GAME SPACE - Full Novel

Home > Other > GAME SPACE - Full Novel > Page 6
GAME SPACE - Full Novel Page 6

by Peter Jay Black


  I remembered Ayesha’s warning about revealing to any character inside the CodeX that it was a game. Had my grandmother broken that rule? Had she made a mistake? Was that why she hadn’t returned?

  An image of a man in his mid-thirties appeared on the screen, making me jump, and I recognised him at once.

  Grandpa John sat at a table with the warehouse space behind him, though there were no rows packed full of games yet—only a few scattered boxes and crates here and there.

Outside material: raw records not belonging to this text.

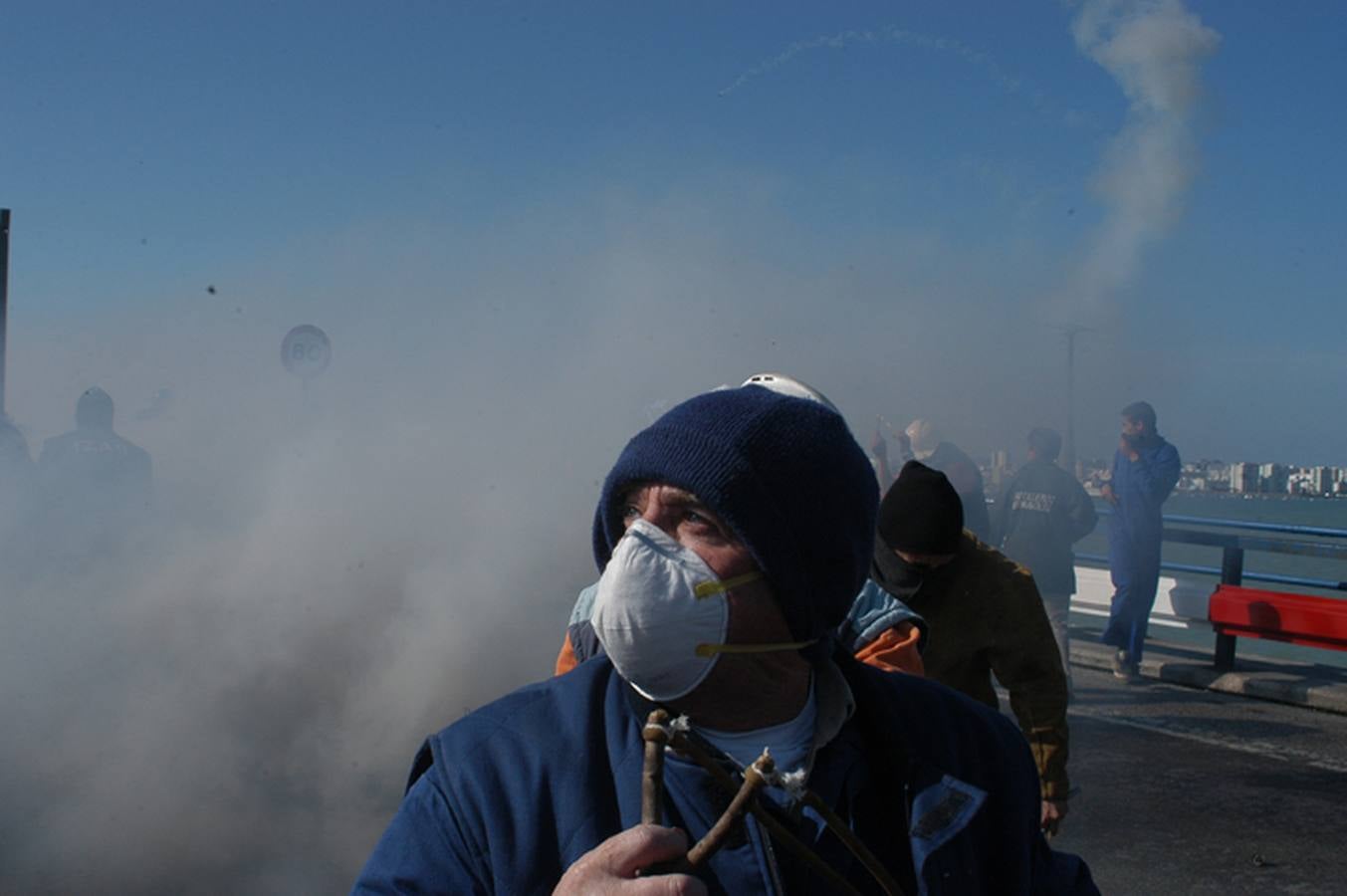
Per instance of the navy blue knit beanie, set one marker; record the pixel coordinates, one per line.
(783, 473)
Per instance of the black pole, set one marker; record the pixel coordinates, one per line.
(4, 296)
(1232, 572)
(1071, 403)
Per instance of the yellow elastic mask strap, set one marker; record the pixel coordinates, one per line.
(712, 650)
(720, 586)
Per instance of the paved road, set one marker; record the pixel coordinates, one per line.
(1187, 791)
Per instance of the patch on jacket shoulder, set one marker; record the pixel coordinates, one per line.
(942, 811)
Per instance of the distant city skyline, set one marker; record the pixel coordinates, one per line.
(903, 204)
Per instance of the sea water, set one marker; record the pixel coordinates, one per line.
(1261, 508)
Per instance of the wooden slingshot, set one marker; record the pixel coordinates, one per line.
(660, 733)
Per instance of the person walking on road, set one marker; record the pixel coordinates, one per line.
(1145, 471)
(1041, 514)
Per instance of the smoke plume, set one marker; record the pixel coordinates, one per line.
(1153, 49)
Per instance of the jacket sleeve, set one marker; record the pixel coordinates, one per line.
(1157, 475)
(1080, 515)
(424, 850)
(1025, 660)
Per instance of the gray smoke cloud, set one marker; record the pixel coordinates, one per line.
(1153, 49)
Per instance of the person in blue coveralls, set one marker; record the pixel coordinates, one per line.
(1145, 471)
(732, 537)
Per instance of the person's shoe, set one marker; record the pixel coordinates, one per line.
(1121, 667)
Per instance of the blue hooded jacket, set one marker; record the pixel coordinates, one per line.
(1141, 488)
(510, 796)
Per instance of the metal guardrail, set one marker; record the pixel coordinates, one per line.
(1233, 548)
(1232, 568)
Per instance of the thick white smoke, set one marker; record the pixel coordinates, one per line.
(1155, 50)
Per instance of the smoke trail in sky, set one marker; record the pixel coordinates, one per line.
(1153, 49)
(891, 34)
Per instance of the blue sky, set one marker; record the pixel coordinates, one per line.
(889, 199)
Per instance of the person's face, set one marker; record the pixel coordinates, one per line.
(924, 560)
(755, 616)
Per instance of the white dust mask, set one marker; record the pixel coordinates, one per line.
(661, 616)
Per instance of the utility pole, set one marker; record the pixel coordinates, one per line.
(1068, 453)
(4, 296)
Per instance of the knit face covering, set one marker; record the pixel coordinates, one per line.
(661, 614)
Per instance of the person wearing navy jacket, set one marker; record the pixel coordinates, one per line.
(732, 537)
(1145, 471)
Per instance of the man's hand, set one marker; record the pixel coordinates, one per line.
(611, 865)
(1049, 819)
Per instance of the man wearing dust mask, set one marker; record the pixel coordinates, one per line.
(732, 537)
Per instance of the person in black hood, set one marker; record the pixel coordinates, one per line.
(985, 617)
(98, 481)
(1041, 514)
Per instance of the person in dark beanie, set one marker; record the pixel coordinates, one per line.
(1042, 511)
(1145, 471)
(985, 617)
(731, 537)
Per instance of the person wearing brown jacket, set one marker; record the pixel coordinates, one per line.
(985, 617)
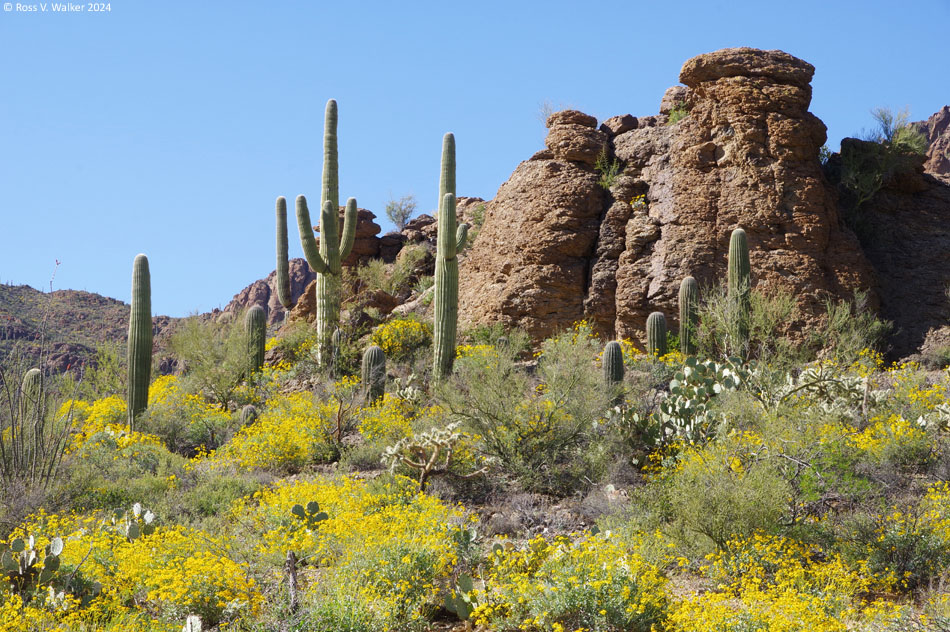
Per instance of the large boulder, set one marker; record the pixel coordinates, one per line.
(557, 246)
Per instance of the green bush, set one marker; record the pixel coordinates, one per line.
(539, 428)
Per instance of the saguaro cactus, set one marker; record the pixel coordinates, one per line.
(656, 334)
(740, 287)
(334, 248)
(140, 339)
(374, 373)
(283, 264)
(612, 361)
(30, 392)
(689, 315)
(255, 330)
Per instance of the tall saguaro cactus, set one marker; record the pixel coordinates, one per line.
(283, 264)
(740, 287)
(334, 248)
(374, 373)
(140, 339)
(255, 330)
(656, 334)
(451, 239)
(446, 288)
(689, 315)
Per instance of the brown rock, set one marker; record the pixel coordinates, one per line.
(619, 124)
(556, 247)
(573, 137)
(263, 292)
(674, 96)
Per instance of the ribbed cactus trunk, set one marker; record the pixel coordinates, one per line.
(374, 374)
(446, 288)
(612, 362)
(283, 263)
(140, 340)
(255, 331)
(656, 334)
(740, 288)
(689, 315)
(334, 248)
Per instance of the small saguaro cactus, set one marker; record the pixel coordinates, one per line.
(612, 361)
(740, 286)
(283, 264)
(656, 334)
(334, 248)
(689, 315)
(30, 393)
(140, 339)
(450, 240)
(248, 414)
(255, 330)
(374, 373)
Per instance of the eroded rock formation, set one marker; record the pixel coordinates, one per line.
(557, 246)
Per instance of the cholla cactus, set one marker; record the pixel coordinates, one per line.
(429, 452)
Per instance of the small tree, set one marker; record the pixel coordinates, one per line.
(399, 211)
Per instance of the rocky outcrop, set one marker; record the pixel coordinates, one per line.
(263, 292)
(557, 246)
(937, 131)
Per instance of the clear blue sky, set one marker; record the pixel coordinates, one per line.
(170, 127)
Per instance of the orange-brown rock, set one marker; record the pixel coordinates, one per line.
(557, 247)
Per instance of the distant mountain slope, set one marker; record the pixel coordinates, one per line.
(75, 322)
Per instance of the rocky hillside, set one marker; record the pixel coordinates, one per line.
(71, 322)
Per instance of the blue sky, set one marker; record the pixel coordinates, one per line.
(170, 128)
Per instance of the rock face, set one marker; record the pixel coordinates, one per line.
(263, 292)
(557, 246)
(937, 131)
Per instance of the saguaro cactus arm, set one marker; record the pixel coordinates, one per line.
(307, 240)
(349, 229)
(283, 265)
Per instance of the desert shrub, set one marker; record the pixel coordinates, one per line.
(184, 421)
(771, 318)
(597, 583)
(213, 355)
(170, 573)
(385, 552)
(401, 338)
(537, 431)
(850, 329)
(729, 488)
(294, 430)
(771, 583)
(399, 211)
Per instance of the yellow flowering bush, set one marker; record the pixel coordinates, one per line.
(772, 583)
(172, 572)
(388, 420)
(384, 553)
(595, 582)
(400, 337)
(184, 420)
(295, 429)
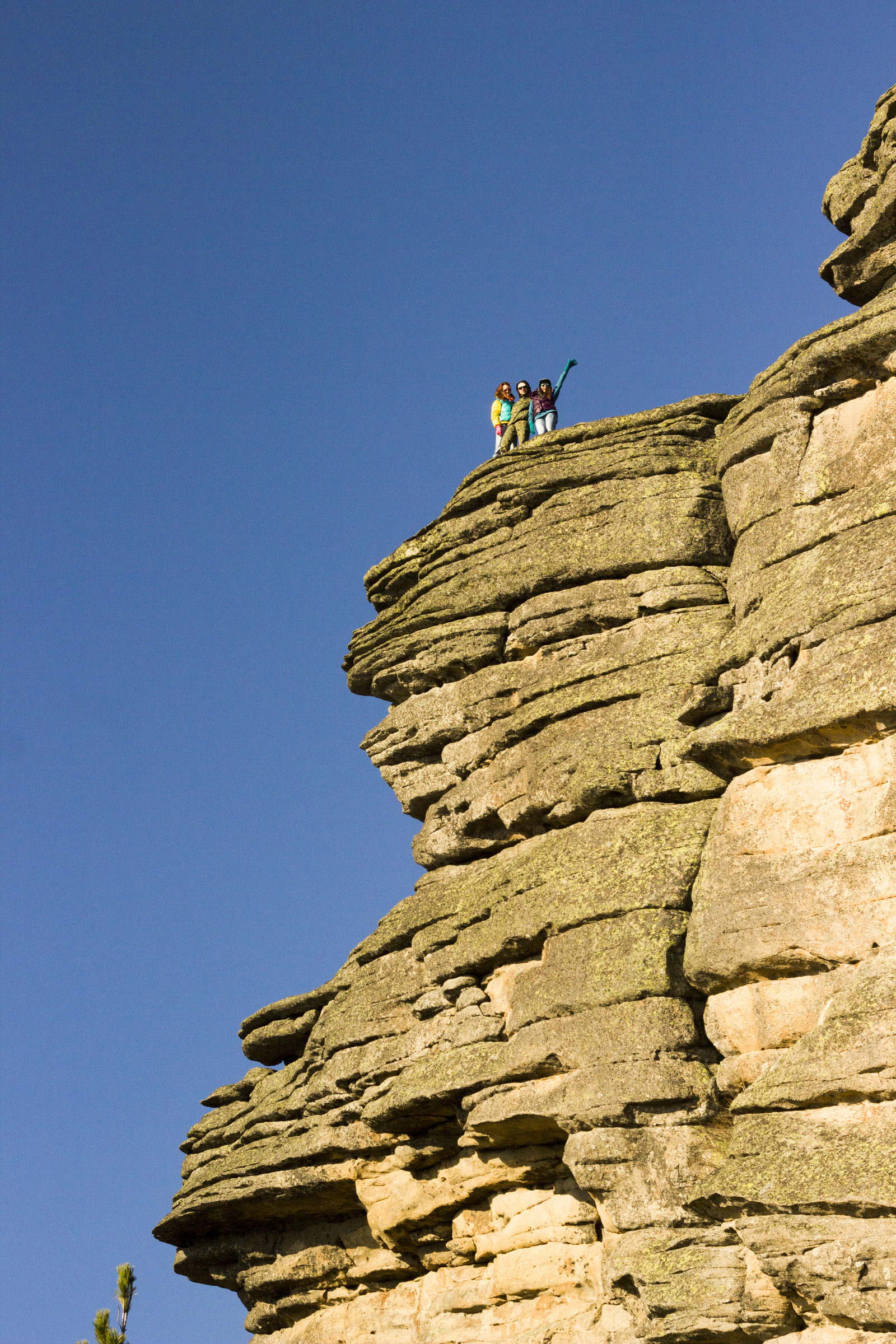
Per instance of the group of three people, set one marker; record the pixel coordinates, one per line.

  My grandfather’s face was decades younger but ashen. He had bags under his eyes, his hair was dishevelled, and his voice was solemn, devoid of life. “Macy won’t stop crying. Wants her mommy. How can I tell her what really happened?” Grandpa John leaned forward. “I will do whatever it takes to find Alice.” The screen went dark.

  I sat there, waiting, holding my breath.

  Sure enough, a few seconds later, he reappeared.

  This time, Grandpa John was unshaven, with a month of beard growth.

  “I’ve made some progress.” He zoomed the camera out, revealing the open CodeX box on the bench next to him. He held up the crystal key. “This thing was in the alien passenger’s pocket.” He set the crystal down and lifted out the leather CodeX, only it looked more of a greyish-brown in the weak artificial light. “And I found this inside. A book of some sort, filled with mumbo jumbo. Can’t make sense of it, but I will.”

  He leaned forward, and the image snapped off again.

  I remained frozen like a block of ice.

  When the picture returned, Grandpa John paced, wringing his hands. “It’s a game.” His voice rippled with nervous excitement. “It’s a game, and they trapped Alice inside. She’s a prisoner.” He stopped and faced the camera. “Ayesha said the CodeX gives you what you desire in return for completing the levels—your wishes, your goals—and I want my wife back.” He leaned in close and smiled. “I’m coming to get you, baby.”

  The image fizzed and disappeared.

  I sat there, trying to process.

  Grandpa John thought Grandma Alice had fallen into the game somehow, which I’d already gathered, but if that was the case, why hadn’t she popped back out right away? Why did he think she was trapped? A prisoner?

  When I went into the CodeX game and met Ayesha, no time had passed, and she’d let me leave. Why hadn’t the same thing happened to Alice? The CodeX had kept her inside. For what purpose?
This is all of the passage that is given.